Supplementary Analysis¶
- Progress is defined as the proportion of completed steps rather than elapsed time, better reflecting long-horizon task structure given the large variance in per-step duration.
- The distractor task generation strategy is elegant: the first \(n_r\) steps are forced to match the original task while subsequent steps differ, enabling precise control over ground-truth progress.
- Human-verified benchmark retention rates of 93% (ALFRED) and 74% (Ego4D) indicate high quality of the automatically generated data.
- The technical rationale for choosing PPO over GRPO is that GRPO requires generating multiple candidates from the same input, which is incompatible with the recurrent setting where \(c_{t-1}\) differs across trajectories.

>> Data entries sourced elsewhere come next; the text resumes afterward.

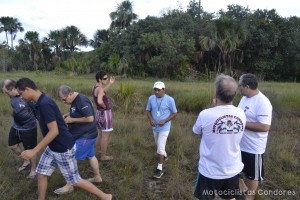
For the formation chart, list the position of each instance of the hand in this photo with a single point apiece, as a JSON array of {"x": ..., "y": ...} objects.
[
  {"x": 112, "y": 80},
  {"x": 27, "y": 154},
  {"x": 152, "y": 123},
  {"x": 161, "y": 123},
  {"x": 68, "y": 119}
]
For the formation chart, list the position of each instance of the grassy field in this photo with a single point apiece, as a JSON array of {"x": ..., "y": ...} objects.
[{"x": 129, "y": 175}]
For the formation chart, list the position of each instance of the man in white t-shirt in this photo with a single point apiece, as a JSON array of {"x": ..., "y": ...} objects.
[
  {"x": 221, "y": 128},
  {"x": 161, "y": 109},
  {"x": 258, "y": 110}
]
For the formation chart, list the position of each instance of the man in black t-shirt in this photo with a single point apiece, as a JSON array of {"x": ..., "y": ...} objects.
[
  {"x": 82, "y": 125},
  {"x": 24, "y": 127},
  {"x": 58, "y": 143}
]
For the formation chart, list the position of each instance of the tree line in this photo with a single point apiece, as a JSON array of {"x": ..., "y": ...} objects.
[{"x": 181, "y": 44}]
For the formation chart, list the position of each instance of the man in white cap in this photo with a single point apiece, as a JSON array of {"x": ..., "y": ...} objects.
[{"x": 161, "y": 109}]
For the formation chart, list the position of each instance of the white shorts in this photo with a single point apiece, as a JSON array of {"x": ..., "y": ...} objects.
[{"x": 160, "y": 141}]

- The asymmetric range [-1, 0.8] of the Improvement Reward amplifies the penalty for error increases, encouraging conservative yet stable progress estimation.
Rating¶
- Novelty: ⭐⭐⭐⭐ — the recurrent reasoning + CoT memory framework is elegantly designed.
- Experimental Thoroughness: ⭐⭐⭐⭐⭐ — two datasets, four metrics, and three downstream applications.
- Writing Quality: ⭐⭐⭐⭐ — clear structure with detailed method descriptions.
- Value: ⭐⭐⭐⭐⭐ — significant implications for progress estimation and reward modeling in embodied AI.